In this regard, the International Criminal Court represents a unique opportunity that all actors and stakeholders need to leverage to ensure that accountability for crimes against women must not go unpunished. The Rome Statute has specific articles that deal with sexual and gender-based violence and in the case of Darfur, the ICC has confirmed that rape has been used as a tool of genocide. 

While empowering women in conflict to participate in decision making is crucial, without proper accountability for crimes committed against women, conflicts can’t be resolved sustainably. Resolving the problem of Sudan can’t be possible without accountability for crimes committed against women and the effective participation of women at all levels of decision making. 

Another Deadly Attack in West Darfur

Darfur Women Action Group (DWAG) would like to express its grave concern about the deadly violence that took place in the capital of West Darfur over the weekend that left many injured and seventeen dead. Two separate incidents, one on Friday, July 17th and one on Sunday, July 19th, left many injured and three dead. DWAG would like to raise the alarm about this systematic violence and calls on the Transitional Government of Sudan to take effective action to end this cruel act against innocent civilians in Darfur.
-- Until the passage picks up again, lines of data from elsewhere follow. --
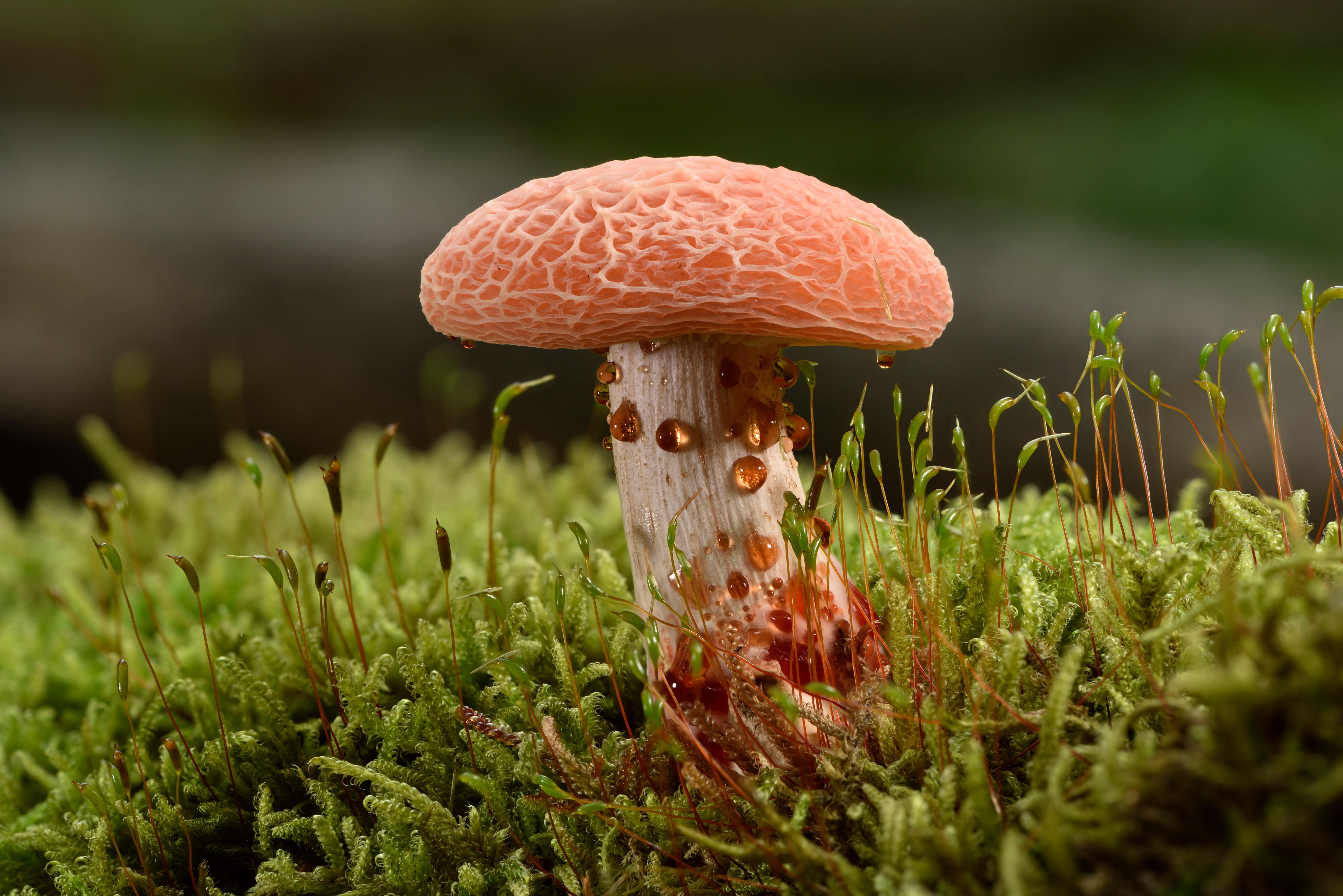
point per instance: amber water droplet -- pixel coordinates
(625, 422)
(672, 436)
(798, 432)
(762, 425)
(762, 550)
(728, 373)
(750, 473)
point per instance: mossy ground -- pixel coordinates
(1071, 708)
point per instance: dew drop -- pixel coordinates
(762, 550)
(750, 473)
(672, 436)
(798, 432)
(625, 422)
(762, 425)
(728, 373)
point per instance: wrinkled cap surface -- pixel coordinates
(655, 249)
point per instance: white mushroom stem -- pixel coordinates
(720, 409)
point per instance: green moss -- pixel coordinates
(1162, 719)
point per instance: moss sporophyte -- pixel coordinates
(906, 687)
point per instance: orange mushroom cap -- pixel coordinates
(655, 249)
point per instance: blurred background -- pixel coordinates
(214, 215)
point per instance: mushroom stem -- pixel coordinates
(698, 436)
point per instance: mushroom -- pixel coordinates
(691, 275)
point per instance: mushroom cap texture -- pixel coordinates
(656, 249)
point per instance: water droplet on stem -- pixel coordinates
(763, 425)
(750, 473)
(672, 436)
(762, 550)
(625, 422)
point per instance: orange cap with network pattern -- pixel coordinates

On Friday, July 17th, International Justice Day, Militias affiliated with Rapid Support Forces attacked villages in West Darfur Ammar Ibrahim where seventeen people were injured during a sit-in at Misterei in Beida after a group of gunmen opened fire on the peaceful protests. Friday was the 11th day of the sit-in. A spokesperson and member of the Resistance Committees that is active in West Darfur Ammar Ibrahim told RadioDabanga that the attack took place right after a delegation of the Beida Resistance Committees Coordination had met with the governor. 

On Saturday, July 18th, a group of gunmen on motorcycles attacked and destroyed a number of buildings in Beida. They began first by raiding the market, before continuing on to destroy the office of the Beida Resistance Committees, the house of the former commissioner, and the Beida Language and Science Institute, all while threatening bystanders. 

On Sunday, July 19th, the violence culminated when fighting erupted in El Jebel district in El Geneina, when a shooting killed three people and wounded several others. It is unclear what the reason behind the shooting is, however, the situation has been contained after army forces were deployed to the area. 

These attacks on civilians in West Darfur are not new nor a single incident – it’s a part of a well-orchestrated policy of the former regime to exterminate the people of Darfur. Despite al-Bashir’s removal from power, his totalitarian regime is very present in Darfur today and the interim government is failing to stop its forces from attacking its citizens. It is extremely alarming that these people have been under attack over the last 17 years and they are yet to be protected today. 

These attacks are endangering the lives of millions of innocent civilians and threaten the stability of the Darfur region and the country at large. It is imperative that the Transitional Government address the underlying issues that caused these acts of violence to happen. There needs to be a dedicated effort to withdraw these militias out of civilian areas and remove their guns and other weapons and hold those responsible accountable.

Additionally, DWAG calls on the transitional government to echo the calls made by the United Nations to ensure a national cease-fire takes place as the country responds to COVID-19. It is imperative that the government release an action plan that responds to the ongoing violence that is taking place so that no more citizens are dying in the aftermath of the decades-long conflict. 

These attacks further underscore the Interim government’s inability to protect civilians in Darfur and the need for UN civilian protection forces with a Chapter (VII) seven mandate throughout the interim period to ensure that vulnerable populations are protected.